Trattative avvenute con Giuseppe Romeo, detto “Maluferru” o “il nano”, già latitante dopo essere stato raggiunto da una misura cautelare nell’operazione “Pollino(QUI) ed arrestato l’11 marzo scorso a Barcellona, in Spagina (QUI), con membri della famiglia Assisi - Nicola Assisi ed il figlio Patrick erano all’epoca latitanti, poi tratti in arresto in Brasile l’8 luglio 2019 (QUI) - per l’approvvigionamento di cocaina dal Brasile, nonché con narcotrafficanti albanesi, rumeni e colombiani stanziali in Olanda e Belgio.

Si è poi ricostruita la rete di distribuzione della cocaina dei Giorgi in Piemonte, Sicilia, Lombardia e Sardegna; in quest’ultima regione, in particolare, è stato individuato un altro sodalizio che occupava di narcotraffico e dello spaccio, attivo nel cagliaritano.

Il gruppo, che si ritiene facesse capo a Stefano Sanna, sarebbe stato composto anche dalla madre Marinella Matta, dalla compagna Valentina Murgia, da Roberto Schirru e Giorgia Fadda.

Tra i destinatari della misura cautelare c’è anche Iolanda Giorgi, moglie di Domenico Giorgi (cl. ‘82): secondo gli inquirenti, “con la costante assistenza e consulenza dell’affarista sardo” Vincenzo Smimmo, anch’egli arrestato, sarebbe stato intestato fittiziamente un Bar-Caffetteria ad Alghero, di fatto riconducibile al cognato Giovanni Giorgi (cl. ‘72).

Le indagini in Sardegna sono state eseguite di concerto con i Carabinieri del Comando Provinciale di Sassari, co-delegati dalla Procura torinese.

IL POLIZIOTTO “DI FIDUCIA” DEI GIORGI

Eseguita anche una misura cautelare nei confronti di un appartenente alla Polizia Penitenziaria in servizio presso la Casa di CircondarialeLorusso e Cutugno” di Torino.

L’agente è ritenuto dagli investigatori una “figura di fiducia” dei Giorgi, oltre che acquirente di stupefacente dagli stessi.
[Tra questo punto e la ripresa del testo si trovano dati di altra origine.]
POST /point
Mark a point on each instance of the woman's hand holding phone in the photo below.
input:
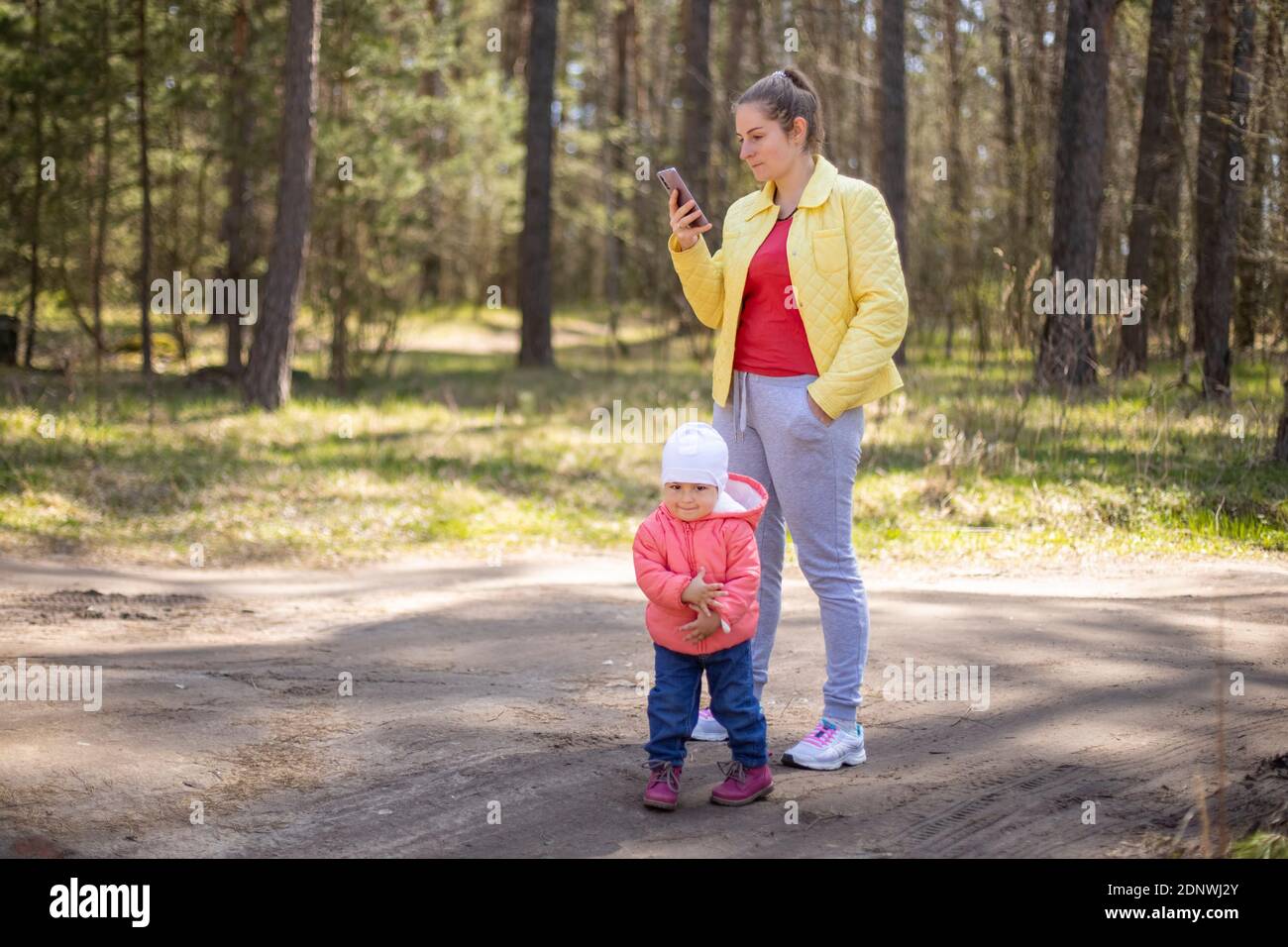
(682, 221)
Il provvedimento a suo carico è stato eseguito con la collaborazione del Nic, il Nucleo Investigativo Centrale della Polizia Penitenziaria.

Le perquisizioni, ancora in atto, hanno permesso di ritrovare e sequestrare quattro pistole, due etti di cocaina, oltre 50 mila euro in contante e diversi beni preziosi.

Le risultanze emerse saranno oggetto di altri approfondimenti in coordinazione anche con la progettualità I-Can del Servizio per la Cooperazione Internazionale di Polizia la cui attività è specificatamente orientata al contrasto delle proiezioni all’estero della ‘Ndrangheta.